Create and run embulk config in Jupyter

Dynamically generate many embulk config files (hereafter embulk config) And I think there are occasional cases where you want to do that.

For embulk, please refer to the following page. http://qiita.com/hiroysato/items/397f36c4838a0a93e352 http://qiita.com/hiroysato/items/da45e52fb79c39547f69

When Jupyter can generate and execute embulk config file It's convenient to proceed through trial and error. I think that the efficiency of creating embulk config will also increase.

Create embulk config

    f=open('[file name]','w')
    setting = '''in:\n\
  type: gcs\n\
  bucket: xxxx\n\
  path_prefix: aaa/bbb/ccc_\n\
  auth_method: private_key\n\
  service_account_email: {{ env.SERVICE_ACCOUNT_EMAIL }}\n\
  p12_keyfile: ../key/{{ env.P12_FILENAME }}\n\
  application_name: zzz\n\
  tasks: 1\n\
  parser:\n\
    charset: UTF-8\n\
    newline: LF\n\
    header_line: true\n\
    type: csv \n\
    delimiter: \',\' \n\
    quote: \'\"\' \n\
    columns: \n\
    - {name: name, type: string}\n\
    - {name: title, type: string}\n\
    - {name: words, type: string}\n\
\n
out: \n\
  type: file \n\
  path_prefix: tmp \n\
  file_ext: txt \n\
  formatter: \n\
    type: csv \n\
    charset: UTF-8 \n\
    delimiter: \'\\\' \n\
    header_line: false \n\
    newline: LF'''

    f.write(setting)
    f.close()

I'm sorry that there is nothing special about it, Just write the contents of embulk config to a file. I think that the output embulk config will be easier to see if you add "\ n " to the line breaks.

embulk run

  os.system('embulk run [file name]')

Do it, paying attention to the path.

Usage case

If you have many tables you want to migrate, or if you want to separate files for each type of data, It is convenient to use. When it becomes possible to dynamically create many embulk configs using for statements etc. It becomes troublesome to manually create embulk config one by one.

Example

Generate and execute a file according to the multiplication of categories 1 to 5

for a in [1, 2, 3, 4, 5]:
  for b in [1, 2, 3, 4, 5]:
    filename = a + '-' + b '_xxx.yml.liquid'
    f.open(filename,'w')
    setting = '''in:\n\
      [embulk setting]
    '''
    f.write(setting)
    f.close()
    os.system('embulk run ' + filename)

Finally

Have embulk in, out, filter, etc. as separate character strings It will be more convenient if you generate embulk config by combining them.

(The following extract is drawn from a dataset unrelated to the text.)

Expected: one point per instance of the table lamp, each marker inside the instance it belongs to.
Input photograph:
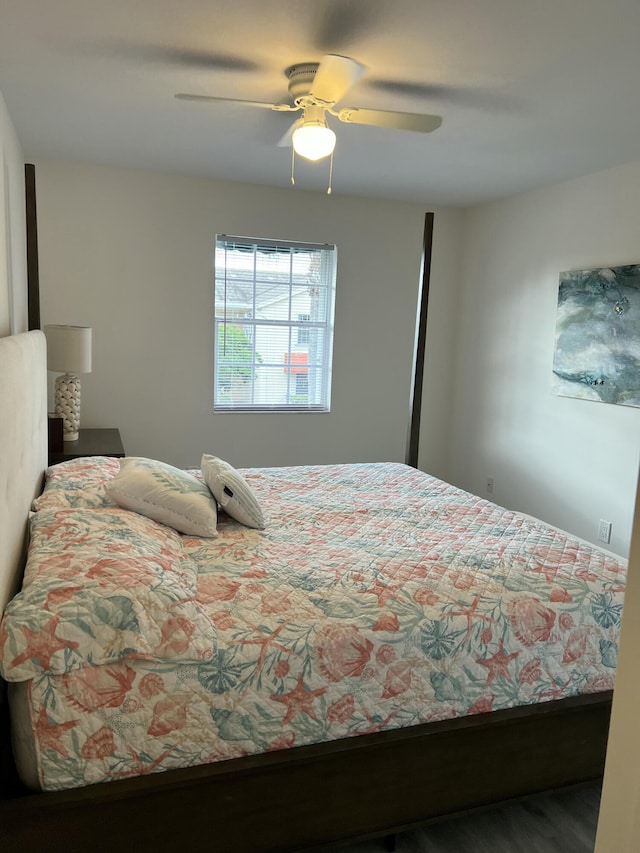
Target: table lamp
(69, 353)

Jupyter files runipy You can also batch execute using It was also easy to periodically execute the completed process after trial and error.

I think that the contents described this time can only be done without Jupyter, Generate and run embulk config from most recent Jupyter, It was easy to operate other related processing with Jupyter. I have listed it here.